Abstract

New structural and stratigraphic data for a selected area of the Ligurian Alps are combined in order to assess and discuss the role played by extensional structures in the southernmost segment of the Western Alps during thrusting. Restored cross-sections and field data suggest that the structural style in the external sector of the chain may depend upon the presence of pre-orogenic normal faults ascribed to three extensional events linked to different geodynamic contexts: (i) Permian post-Variscan plate reorganisation, (ii) Mesozoic rifting–drifting phases leading to the opening of the Alpine Tethys, and (iii) Eocenic development of the European foreland basins. During positive inversion in Eocene times, a thin-skinned thrust system developed in this area, followed by a thick-skinned phase. In both situations the inherited extensional structures played fundamental roles: during the thin-skinned phase they conditioned the thrusting sequence, also producing large-scale buckle folds and partial reactivations; during the thick-skinned phase the strain was compartmentalized and partitioned by pre-existing faults.
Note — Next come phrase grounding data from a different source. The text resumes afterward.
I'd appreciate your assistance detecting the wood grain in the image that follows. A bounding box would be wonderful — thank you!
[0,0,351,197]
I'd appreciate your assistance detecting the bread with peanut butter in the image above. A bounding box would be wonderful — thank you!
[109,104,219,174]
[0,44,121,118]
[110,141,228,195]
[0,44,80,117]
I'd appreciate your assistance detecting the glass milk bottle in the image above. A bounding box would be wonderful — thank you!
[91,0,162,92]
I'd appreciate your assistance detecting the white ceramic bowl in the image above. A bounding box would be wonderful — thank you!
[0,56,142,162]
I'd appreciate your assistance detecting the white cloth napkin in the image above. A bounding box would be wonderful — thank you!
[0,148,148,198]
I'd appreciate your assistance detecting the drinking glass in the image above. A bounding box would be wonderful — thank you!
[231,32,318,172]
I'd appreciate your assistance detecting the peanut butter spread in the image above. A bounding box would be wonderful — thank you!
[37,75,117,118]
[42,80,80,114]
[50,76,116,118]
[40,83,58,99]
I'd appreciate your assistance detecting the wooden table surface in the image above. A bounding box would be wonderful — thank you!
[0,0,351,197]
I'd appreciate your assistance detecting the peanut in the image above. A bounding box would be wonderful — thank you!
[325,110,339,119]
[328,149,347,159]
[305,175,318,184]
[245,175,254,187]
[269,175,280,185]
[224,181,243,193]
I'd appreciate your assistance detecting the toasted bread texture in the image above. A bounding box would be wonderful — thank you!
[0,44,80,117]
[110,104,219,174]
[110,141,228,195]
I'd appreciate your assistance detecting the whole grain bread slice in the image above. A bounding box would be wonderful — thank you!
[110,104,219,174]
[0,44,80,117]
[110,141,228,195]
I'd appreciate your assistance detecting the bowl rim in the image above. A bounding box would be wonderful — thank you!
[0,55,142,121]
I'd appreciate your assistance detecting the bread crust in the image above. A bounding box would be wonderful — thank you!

The kinematic model of the external sectors of the Ligurian chain also allows the re-assessment of the Alpine evolution of the front-foreland transition, including: (i) indirect confirmation that in the Eocene the Ligurian Briançonnais and Dauphinois domains were not separated by the Valais-Pyrenean oceanic basin; (ii) that the thin-skinned phase progressively changed into thick-skinned; (iii) the assertion that there were no significant deformations from the Oligocene to the present-day, and the Corsica–Sardinia block rotation only produced a change in orientation of previously formed structures and normal fault system development.